Rahmad menyampaikan Pupuk Tanah Air terus memperketat pengawasan penyaluran pupuk bersubsidi sehingga tepat sasaran.

Petani yang berhak mendapatkan pupuk bersubsidi harus memenuhi kriteria yang mana tertuang di Peraturan Menteri Pertanian (Permentan) Nomor 1 Tahun 2024, yaitu wajib tergabung di kelompok tani, terdaftar di Sistem Berita Manajemen Penyuluh Pertanian (SIMLUHTAN), menggarap lahan maksimal dua hektare.

Selain itu, komoditas strategis yang dimaksud berhak menerima subsidi pupuk dibatasi sembilan komoditas sekadar yakni padi, jagung, kedelai, cabai, bawang merah, bawang putih, kopi, tebu, kemudian kakao.

Sementara itu, Pupuk Indonesi menyediakan stok pupuk bersubsidi secara nasional sebesar 1.209.509 ton yang digunakan terdiri melawan urea sebesar 688.936 ton dan juga NPK sebesar 520.573 ton salah satunya NPK formula khusus.

Dari stok nasional ini, ketersediaan yang berada di dalam Sulawesi Selatan tercatat sejumlah 819.803 ton yang digunakan terdiri melawan pupuk urea bersubsidi 170.116 ton, NPK Phonska 126.346 ton, lalu NPK kakao 3.180 ton.

Adapun stok yang mana ketika ini disiapkan Pupuk Indonesia untuk petani dalam Sulawesi Selatan sebanyak-banyaknya 79.777 ton. Persediaan yang dimaksud terdiri dari urea bersubsidi berjumlah 39.764 ton atau 244 persen dari stok minimum yang digunakan diatur pemerintah, yaitu 16.300 ton.

Stok berikutnya yaitu NPK Phonska sebesar 36.436 ton atau 246 persen dari ketentuan minimum sebesar 14.808 ton, dan juga NPK kakao sebanyak-banyaknya 3.577 ton atau 212 persen dari ketentuan minimum yang dimaksud disyaratkan pemerintah sebesar 1.865 ton.

Semua stok per 2 Juli 2024 yang disebutkan ketika ini berada di dalam gudang lini III atau tingkat kabupaten/kota, sehingga aman untuk memenuhi permintaan pupuk petani di dalam Sulawesi Selatan selama 14 hari ke depan.

"Kami berharap stok dan juga alokasi pupuk bersubsidi ini dapat dioptimalkan petani untuk meningkatkan produktivitas pertanian kemudian kesejahteraan petani juga di rangka menyimpan ketahanan pangan nasional," kata Rahmad.

Pada Hari Jumat (5/7/2024), Presiden Joko Widodo (Jokowi) melakukan kunjungan ke kawasan pertanian dalam Kecamatan Gantarangkeke, Daerah Bantaeng, Sulawesi Selatan.

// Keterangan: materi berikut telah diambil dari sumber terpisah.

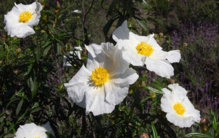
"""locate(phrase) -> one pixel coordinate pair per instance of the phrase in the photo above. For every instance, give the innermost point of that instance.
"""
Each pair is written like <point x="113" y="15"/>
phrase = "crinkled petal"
<point x="78" y="85"/>
<point x="20" y="31"/>
<point x="160" y="67"/>
<point x="180" y="121"/>
<point x="178" y="90"/>
<point x="112" y="55"/>
<point x="115" y="94"/>
<point x="151" y="41"/>
<point x="121" y="33"/>
<point x="36" y="15"/>
<point x="159" y="55"/>
<point x="128" y="77"/>
<point x="134" y="59"/>
<point x="96" y="103"/>
<point x="174" y="56"/>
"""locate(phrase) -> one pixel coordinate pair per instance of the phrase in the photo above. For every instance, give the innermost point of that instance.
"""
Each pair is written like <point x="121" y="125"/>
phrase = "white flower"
<point x="104" y="82"/>
<point x="140" y="50"/>
<point x="77" y="52"/>
<point x="179" y="109"/>
<point x="33" y="131"/>
<point x="20" y="20"/>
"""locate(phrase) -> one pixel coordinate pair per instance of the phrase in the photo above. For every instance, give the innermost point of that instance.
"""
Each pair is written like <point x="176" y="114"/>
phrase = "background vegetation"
<point x="32" y="72"/>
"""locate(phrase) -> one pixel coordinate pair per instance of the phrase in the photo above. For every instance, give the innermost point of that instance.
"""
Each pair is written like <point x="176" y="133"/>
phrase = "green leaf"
<point x="142" y="23"/>
<point x="33" y="84"/>
<point x="154" y="131"/>
<point x="214" y="122"/>
<point x="154" y="90"/>
<point x="29" y="69"/>
<point x="108" y="25"/>
<point x="201" y="135"/>
<point x="45" y="52"/>
<point x="19" y="106"/>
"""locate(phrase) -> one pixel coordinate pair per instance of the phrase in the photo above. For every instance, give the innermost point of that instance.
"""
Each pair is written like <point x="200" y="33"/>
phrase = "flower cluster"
<point x="105" y="80"/>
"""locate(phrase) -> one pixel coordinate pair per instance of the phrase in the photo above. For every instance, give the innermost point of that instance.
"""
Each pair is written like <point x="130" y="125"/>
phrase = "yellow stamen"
<point x="144" y="49"/>
<point x="25" y="16"/>
<point x="99" y="76"/>
<point x="179" y="108"/>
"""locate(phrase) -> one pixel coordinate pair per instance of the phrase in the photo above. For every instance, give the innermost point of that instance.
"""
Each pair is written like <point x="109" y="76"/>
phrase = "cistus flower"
<point x="140" y="50"/>
<point x="20" y="20"/>
<point x="178" y="107"/>
<point x="31" y="130"/>
<point x="104" y="82"/>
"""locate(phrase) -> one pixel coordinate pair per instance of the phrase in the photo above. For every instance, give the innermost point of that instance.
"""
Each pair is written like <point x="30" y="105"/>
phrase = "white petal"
<point x="153" y="42"/>
<point x="20" y="31"/>
<point x="78" y="85"/>
<point x="179" y="121"/>
<point x="121" y="33"/>
<point x="96" y="103"/>
<point x="160" y="67"/>
<point x="92" y="64"/>
<point x="174" y="56"/>
<point x="128" y="77"/>
<point x="24" y="129"/>
<point x="134" y="59"/>
<point x="180" y="91"/>
<point x="115" y="94"/>
<point x="111" y="54"/>
<point x="159" y="55"/>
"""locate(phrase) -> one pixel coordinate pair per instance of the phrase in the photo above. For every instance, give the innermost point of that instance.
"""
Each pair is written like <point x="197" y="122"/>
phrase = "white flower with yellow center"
<point x="140" y="50"/>
<point x="33" y="131"/>
<point x="104" y="82"/>
<point x="178" y="107"/>
<point x="20" y="20"/>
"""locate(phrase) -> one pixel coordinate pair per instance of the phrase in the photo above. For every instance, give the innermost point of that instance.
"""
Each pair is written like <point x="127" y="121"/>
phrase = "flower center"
<point x="179" y="108"/>
<point x="99" y="76"/>
<point x="144" y="49"/>
<point x="25" y="16"/>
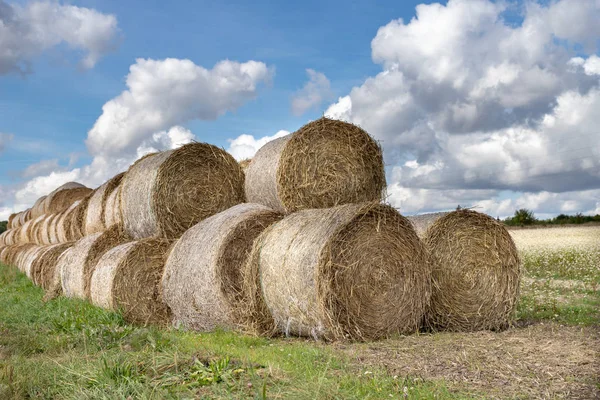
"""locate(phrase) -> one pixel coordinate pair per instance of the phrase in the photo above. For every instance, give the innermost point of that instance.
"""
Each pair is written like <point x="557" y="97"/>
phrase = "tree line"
<point x="524" y="217"/>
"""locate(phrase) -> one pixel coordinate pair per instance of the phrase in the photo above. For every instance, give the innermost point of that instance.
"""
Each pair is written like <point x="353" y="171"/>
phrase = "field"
<point x="68" y="349"/>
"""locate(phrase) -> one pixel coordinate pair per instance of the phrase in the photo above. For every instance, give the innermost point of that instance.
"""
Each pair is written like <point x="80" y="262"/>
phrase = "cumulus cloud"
<point x="5" y="138"/>
<point x="245" y="146"/>
<point x="164" y="93"/>
<point x="41" y="168"/>
<point x="312" y="95"/>
<point x="27" y="31"/>
<point x="468" y="105"/>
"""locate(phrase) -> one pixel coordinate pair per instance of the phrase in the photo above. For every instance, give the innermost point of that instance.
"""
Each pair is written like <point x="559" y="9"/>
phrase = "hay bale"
<point x="63" y="227"/>
<point x="169" y="192"/>
<point x="356" y="271"/>
<point x="245" y="163"/>
<point x="72" y="276"/>
<point x="25" y="235"/>
<point x="422" y="222"/>
<point x="38" y="207"/>
<point x="324" y="164"/>
<point x="202" y="281"/>
<point x="44" y="234"/>
<point x="475" y="273"/>
<point x="112" y="210"/>
<point x="78" y="219"/>
<point x="96" y="207"/>
<point x="11" y="219"/>
<point x="127" y="278"/>
<point x="30" y="258"/>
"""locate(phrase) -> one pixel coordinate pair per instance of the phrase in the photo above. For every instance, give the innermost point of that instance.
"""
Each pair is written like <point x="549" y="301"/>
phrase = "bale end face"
<point x="476" y="272"/>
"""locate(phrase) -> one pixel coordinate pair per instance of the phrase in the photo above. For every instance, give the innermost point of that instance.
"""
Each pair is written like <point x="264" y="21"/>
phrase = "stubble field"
<point x="68" y="349"/>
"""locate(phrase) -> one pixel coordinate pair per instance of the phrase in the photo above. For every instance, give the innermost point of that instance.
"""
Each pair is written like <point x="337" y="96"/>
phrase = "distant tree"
<point x="523" y="217"/>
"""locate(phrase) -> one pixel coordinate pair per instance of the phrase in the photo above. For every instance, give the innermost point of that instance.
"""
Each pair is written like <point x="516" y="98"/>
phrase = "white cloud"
<point x="468" y="106"/>
<point x="164" y="93"/>
<point x="245" y="146"/>
<point x="41" y="168"/>
<point x="5" y="138"/>
<point x="27" y="31"/>
<point x="314" y="92"/>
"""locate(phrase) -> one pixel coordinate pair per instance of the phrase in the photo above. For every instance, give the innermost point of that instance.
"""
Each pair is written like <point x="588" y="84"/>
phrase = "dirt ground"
<point x="544" y="360"/>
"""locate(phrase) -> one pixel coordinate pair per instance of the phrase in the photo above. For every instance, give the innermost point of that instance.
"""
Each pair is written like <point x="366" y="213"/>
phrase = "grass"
<point x="69" y="349"/>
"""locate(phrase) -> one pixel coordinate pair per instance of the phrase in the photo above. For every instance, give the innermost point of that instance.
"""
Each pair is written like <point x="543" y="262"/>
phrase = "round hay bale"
<point x="43" y="268"/>
<point x="25" y="233"/>
<point x="72" y="276"/>
<point x="169" y="192"/>
<point x="202" y="282"/>
<point x="111" y="238"/>
<point x="356" y="271"/>
<point x="475" y="273"/>
<point x="422" y="222"/>
<point x="324" y="164"/>
<point x="127" y="278"/>
<point x="36" y="229"/>
<point x="112" y="209"/>
<point x="11" y="219"/>
<point x="63" y="227"/>
<point x="45" y="229"/>
<point x="95" y="211"/>
<point x="30" y="258"/>
<point x="78" y="217"/>
<point x="245" y="163"/>
<point x="38" y="207"/>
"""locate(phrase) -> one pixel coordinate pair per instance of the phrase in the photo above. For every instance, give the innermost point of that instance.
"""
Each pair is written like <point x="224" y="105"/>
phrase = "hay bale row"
<point x="77" y="267"/>
<point x="324" y="164"/>
<point x="202" y="282"/>
<point x="355" y="271"/>
<point x="164" y="194"/>
<point x="97" y="205"/>
<point x="127" y="278"/>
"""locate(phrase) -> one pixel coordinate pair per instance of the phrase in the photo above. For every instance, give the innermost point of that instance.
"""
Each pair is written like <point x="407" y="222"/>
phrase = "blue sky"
<point x="469" y="98"/>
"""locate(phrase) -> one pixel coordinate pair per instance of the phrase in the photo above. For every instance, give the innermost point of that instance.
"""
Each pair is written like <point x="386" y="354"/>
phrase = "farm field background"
<point x="69" y="349"/>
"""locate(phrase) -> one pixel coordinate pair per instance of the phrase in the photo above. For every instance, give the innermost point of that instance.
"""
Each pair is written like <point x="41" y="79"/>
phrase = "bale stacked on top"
<point x="167" y="193"/>
<point x="78" y="267"/>
<point x="324" y="164"/>
<point x="475" y="273"/>
<point x="356" y="271"/>
<point x="127" y="278"/>
<point x="202" y="282"/>
<point x="94" y="221"/>
<point x="62" y="197"/>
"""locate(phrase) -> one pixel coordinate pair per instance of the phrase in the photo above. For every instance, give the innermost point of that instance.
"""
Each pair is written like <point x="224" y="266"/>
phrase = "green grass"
<point x="563" y="286"/>
<point x="69" y="349"/>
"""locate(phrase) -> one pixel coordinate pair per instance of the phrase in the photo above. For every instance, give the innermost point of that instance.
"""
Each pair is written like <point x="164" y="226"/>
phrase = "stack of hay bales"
<point x="164" y="194"/>
<point x="204" y="268"/>
<point x="128" y="278"/>
<point x="324" y="164"/>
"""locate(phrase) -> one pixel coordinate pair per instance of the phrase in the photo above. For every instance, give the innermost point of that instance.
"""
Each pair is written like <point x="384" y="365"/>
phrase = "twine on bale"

Ia mengungkapkan petani Bantaeng selama ini cuma sanggup menginvestasikan padi pada setahun akibat sulitnya air.

Pemerintah, melalui Kementerian Pertanian, memberikan bantuan 80 pompa untuk irigasi, sehingga pada setahun petani dapat menginvestasikan padi hingga tiga kali.

"Saya menuju ke Kota Bantaeng untuk meninjau pemasangan pompanisasi. Petani menyampaikan ke di tempat ini hanya sekali panen sekali, dikarenakan airnya tak ada. Dengan adanya pompa ini, sudah ada tanam yang dimaksud kedua. Kita harapkan nanti bisa saja masuk pada penyetoran yang digunakan ketiga. Hal ini akan meningkatkan produktivitas beras kita secara nasional," ujar Jokowi.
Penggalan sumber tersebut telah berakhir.